While it’s increasingly clear sequestration — or the deep defense cuts it triggered — is here to stay, the U.S. Defense Department still doesn’t appear to fully appreciate the magnitude of the budget challenges it faces, nor what to do about them.
Perhaps it’s shock. The Pentagon cut $487 billion from its 10-year budget last year, but its warnings that another $500 billion in automatic cuts over a decade would devastate military capabilities fell on deaf ears in Congress.
Both House and Senate versions of the 2013 budget retain deep cuts, and although many lawmakers favor giving DoD greater flexibility to execute them, they also say DoD can cut more.
Mackenzie Eaglen of the conservative American Enterprise Institute think tank nailed it when she observed that everyone in Washington knows military spending is in for deeper cuts — except the Pentagon leadership.
Consider that the Pentagon’s widely respected comptroller Bob Hale has repeatedly said over the past few weeks that the 2014 budget — and five-year spending plan — DoD has prepared for Congress next month, won’t take sequestration’s new annual cuts into account.
After being accused of failing to more thoughtfully prepare for sequestration, it’s absurd, irresponsible and simply wasteful for the administration to devote thousands of man-hours preparing budget plans they know are higher than fiscal gravity or political reality will allow.
Equally worrying, DoD leaders appear to confuse the marketing campaign they concocted to scare Congress into avoiding sequestration with the actual plan to implement it now that the cuts have arrived. They have, effectively, painted themselves into a corner.
Indeed, DoD is redirecting its marketing pitch to the American public to gin up political support to stave off further cuts, a losing proposition in a climate where many in both political parties are willing to cut defense in service of other priorities, such as slashing overall government spending or protecting entitlements. DoD’s chief internal analyst, Christine Fox, at a conference last week was the latest senior official to intone that new cuts would force the Pentagon to make “draconian” choices that would damage U.S. military capabilities.
There’s no doubt that another half-trillion dollars in cuts would force the Pentagon to make far harder choices than it’s had to face in decades. And there’s no doubt that the U.S. military will not be able to do as much as it does now.

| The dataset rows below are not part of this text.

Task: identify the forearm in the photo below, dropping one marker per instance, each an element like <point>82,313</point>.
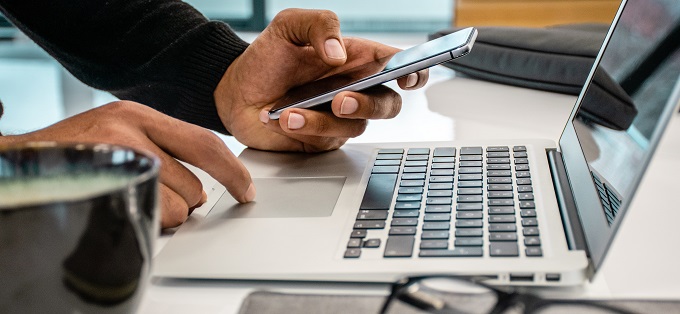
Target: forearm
<point>162,53</point>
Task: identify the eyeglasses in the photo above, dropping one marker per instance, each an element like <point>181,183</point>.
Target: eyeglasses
<point>468,295</point>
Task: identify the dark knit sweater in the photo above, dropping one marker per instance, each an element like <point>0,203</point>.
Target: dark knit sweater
<point>162,53</point>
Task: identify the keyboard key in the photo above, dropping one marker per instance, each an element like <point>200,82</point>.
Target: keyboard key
<point>469,223</point>
<point>440,186</point>
<point>532,241</point>
<point>502,236</point>
<point>388,156</point>
<point>437,225</point>
<point>412,183</point>
<point>361,233</point>
<point>470,177</point>
<point>464,164</point>
<point>403,230</point>
<point>418,151</point>
<point>503,227</point>
<point>456,252</point>
<point>470,191</point>
<point>501,210</point>
<point>409,197</point>
<point>426,235</point>
<point>444,152</point>
<point>439,201</point>
<point>469,170</point>
<point>498,155</point>
<point>470,184</point>
<point>440,179</point>
<point>369,224</point>
<point>415,163</point>
<point>353,253</point>
<point>406,213</point>
<point>469,206</point>
<point>417,157</point>
<point>497,149</point>
<point>354,242</point>
<point>385,169</point>
<point>440,193</point>
<point>443,159</point>
<point>388,162</point>
<point>372,243</point>
<point>374,214</point>
<point>527,213</point>
<point>520,155</point>
<point>469,232</point>
<point>415,169</point>
<point>500,194</point>
<point>438,209</point>
<point>470,158</point>
<point>503,249</point>
<point>404,222</point>
<point>530,231</point>
<point>379,191</point>
<point>471,151</point>
<point>501,218</point>
<point>526,196</point>
<point>533,251</point>
<point>437,217</point>
<point>434,244</point>
<point>499,180</point>
<point>527,205</point>
<point>469,215</point>
<point>468,242</point>
<point>501,202</point>
<point>391,151</point>
<point>399,246</point>
<point>470,199</point>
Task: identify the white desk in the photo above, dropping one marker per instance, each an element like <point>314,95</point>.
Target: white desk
<point>642,262</point>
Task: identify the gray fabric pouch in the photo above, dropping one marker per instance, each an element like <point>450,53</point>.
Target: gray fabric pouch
<point>265,302</point>
<point>556,59</point>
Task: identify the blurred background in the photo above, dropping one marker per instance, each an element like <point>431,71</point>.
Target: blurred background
<point>37,91</point>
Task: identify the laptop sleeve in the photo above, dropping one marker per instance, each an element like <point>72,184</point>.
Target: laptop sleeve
<point>556,59</point>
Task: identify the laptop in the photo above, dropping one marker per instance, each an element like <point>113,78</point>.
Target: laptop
<point>520,212</point>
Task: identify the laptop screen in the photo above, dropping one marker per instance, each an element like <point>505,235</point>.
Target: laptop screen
<point>631,95</point>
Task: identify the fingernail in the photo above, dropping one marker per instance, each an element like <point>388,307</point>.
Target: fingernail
<point>250,194</point>
<point>334,49</point>
<point>295,121</point>
<point>264,116</point>
<point>412,80</point>
<point>349,105</point>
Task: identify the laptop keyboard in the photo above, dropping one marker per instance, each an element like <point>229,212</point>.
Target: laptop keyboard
<point>448,202</point>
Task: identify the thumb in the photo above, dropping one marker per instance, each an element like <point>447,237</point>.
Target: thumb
<point>318,28</point>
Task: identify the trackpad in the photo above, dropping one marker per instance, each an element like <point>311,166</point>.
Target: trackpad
<point>284,197</point>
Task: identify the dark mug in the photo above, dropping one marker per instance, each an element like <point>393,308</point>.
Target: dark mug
<point>77,227</point>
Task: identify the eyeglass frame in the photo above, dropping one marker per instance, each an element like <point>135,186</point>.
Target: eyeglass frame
<point>504,300</point>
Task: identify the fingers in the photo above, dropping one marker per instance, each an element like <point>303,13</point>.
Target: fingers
<point>203,149</point>
<point>414,80</point>
<point>319,28</point>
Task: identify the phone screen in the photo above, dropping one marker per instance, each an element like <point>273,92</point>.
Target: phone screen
<point>378,71</point>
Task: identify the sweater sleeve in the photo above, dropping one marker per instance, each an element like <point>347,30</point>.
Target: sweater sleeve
<point>162,53</point>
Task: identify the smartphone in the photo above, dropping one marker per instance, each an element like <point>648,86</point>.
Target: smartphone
<point>414,59</point>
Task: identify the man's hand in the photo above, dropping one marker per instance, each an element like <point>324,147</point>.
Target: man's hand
<point>140,127</point>
<point>301,46</point>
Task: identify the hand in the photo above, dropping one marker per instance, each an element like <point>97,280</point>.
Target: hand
<point>301,46</point>
<point>140,127</point>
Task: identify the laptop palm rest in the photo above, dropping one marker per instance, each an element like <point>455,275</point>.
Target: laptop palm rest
<point>283,198</point>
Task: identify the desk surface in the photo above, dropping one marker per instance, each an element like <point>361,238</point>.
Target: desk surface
<point>642,262</point>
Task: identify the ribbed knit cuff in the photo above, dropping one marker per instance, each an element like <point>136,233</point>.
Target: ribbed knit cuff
<point>216,48</point>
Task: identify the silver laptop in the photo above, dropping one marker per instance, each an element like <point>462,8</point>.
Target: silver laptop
<point>524,212</point>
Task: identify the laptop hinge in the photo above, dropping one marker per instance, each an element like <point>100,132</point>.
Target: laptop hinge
<point>565,200</point>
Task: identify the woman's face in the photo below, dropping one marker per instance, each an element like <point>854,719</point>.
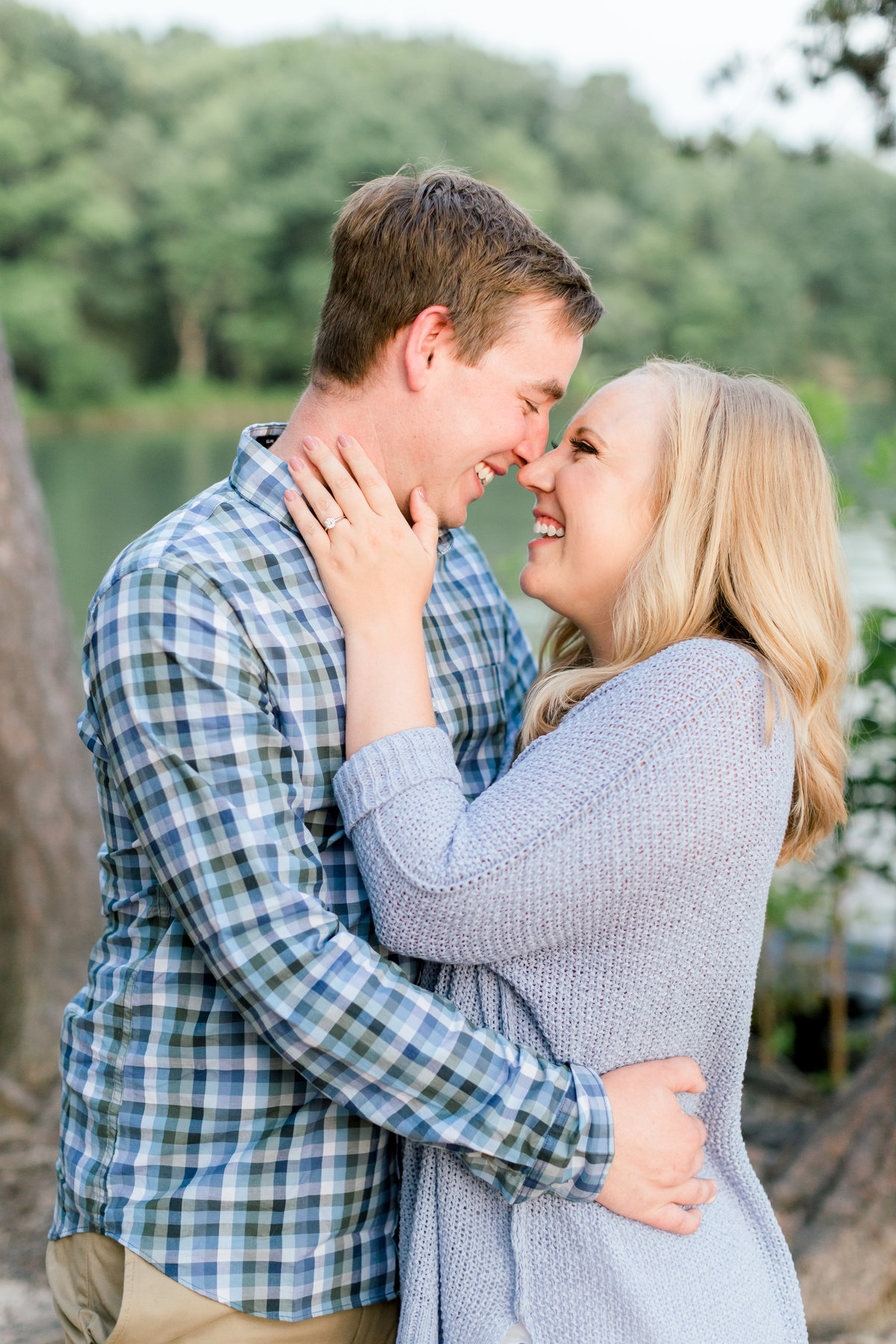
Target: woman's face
<point>595,491</point>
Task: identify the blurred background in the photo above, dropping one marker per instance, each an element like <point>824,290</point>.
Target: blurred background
<point>169,172</point>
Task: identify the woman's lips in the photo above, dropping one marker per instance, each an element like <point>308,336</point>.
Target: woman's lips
<point>547,526</point>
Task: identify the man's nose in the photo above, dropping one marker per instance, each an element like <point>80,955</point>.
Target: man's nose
<point>534,445</point>
<point>536,473</point>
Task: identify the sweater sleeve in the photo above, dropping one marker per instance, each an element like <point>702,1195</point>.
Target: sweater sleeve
<point>520,868</point>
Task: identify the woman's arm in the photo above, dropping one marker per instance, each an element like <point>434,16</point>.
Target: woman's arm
<point>378,573</point>
<point>632,786</point>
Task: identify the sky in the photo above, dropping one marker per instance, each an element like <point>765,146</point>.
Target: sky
<point>668,47</point>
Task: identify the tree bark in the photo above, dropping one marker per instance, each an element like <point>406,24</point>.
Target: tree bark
<point>49,815</point>
<point>837,1206</point>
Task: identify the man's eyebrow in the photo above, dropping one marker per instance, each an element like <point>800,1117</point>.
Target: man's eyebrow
<point>551,389</point>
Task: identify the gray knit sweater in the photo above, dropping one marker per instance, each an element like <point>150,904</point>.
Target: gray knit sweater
<point>602,902</point>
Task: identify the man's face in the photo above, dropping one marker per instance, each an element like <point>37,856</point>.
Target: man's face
<point>494,413</point>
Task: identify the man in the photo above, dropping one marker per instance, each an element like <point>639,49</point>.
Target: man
<point>240,1058</point>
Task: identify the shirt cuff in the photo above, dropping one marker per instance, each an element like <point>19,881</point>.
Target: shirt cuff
<point>594,1152</point>
<point>381,771</point>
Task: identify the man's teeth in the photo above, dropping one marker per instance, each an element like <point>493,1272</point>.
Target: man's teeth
<point>544,529</point>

But to simply gut funds for operations and maintenance, slashing personnel and programs, and furloughing civilian workers isn’t the only way to cut spending, as some in the Pentagon proclaim. Moreover, continuing to insist the only option is to gut capabilities is beyond irresponsible, giving ammunition to those in both parties who want deeper cuts. DoD’s message that new cuts will yield a second-rate military might prompt some lawmakers to conclude that if the enterprise is at a tipping point, and they can’t spend more, then they might as well reap even bigger savings. In fact, the current approach is the on-ramp to the road leading to the dreaded three fives: five carriers, five divisions, five fighter wings.
Making matters worse, in a few years, the separate $80 billion annual account that funds Afghanistan operations will evaporate, forcing non-war items now in that budget to shift to the smaller base budget.
The time for gamesmanship is over; it’s time to get serious.
The administration and Congress owe DoD clear budget guidance and flexibility to make smart cuts and reforms. DoD must recognize its fiscal world has fundamentally changed. Hoping that Congress will ride to the rescue with an armload of cash is naïve. After years of soaring spending, cuts are coming and it’s time to embrace tectonic reforms.
As the leader of a still-dangerous world, America needs dominant military capability, which it can preserve only if it reforms and innovates. The fiscal crisis demands it, and gives cover to long-overdue changes across the enterprise.
Staying the course, however, will be a road to ruin that will take years, perhaps decades, to recover from.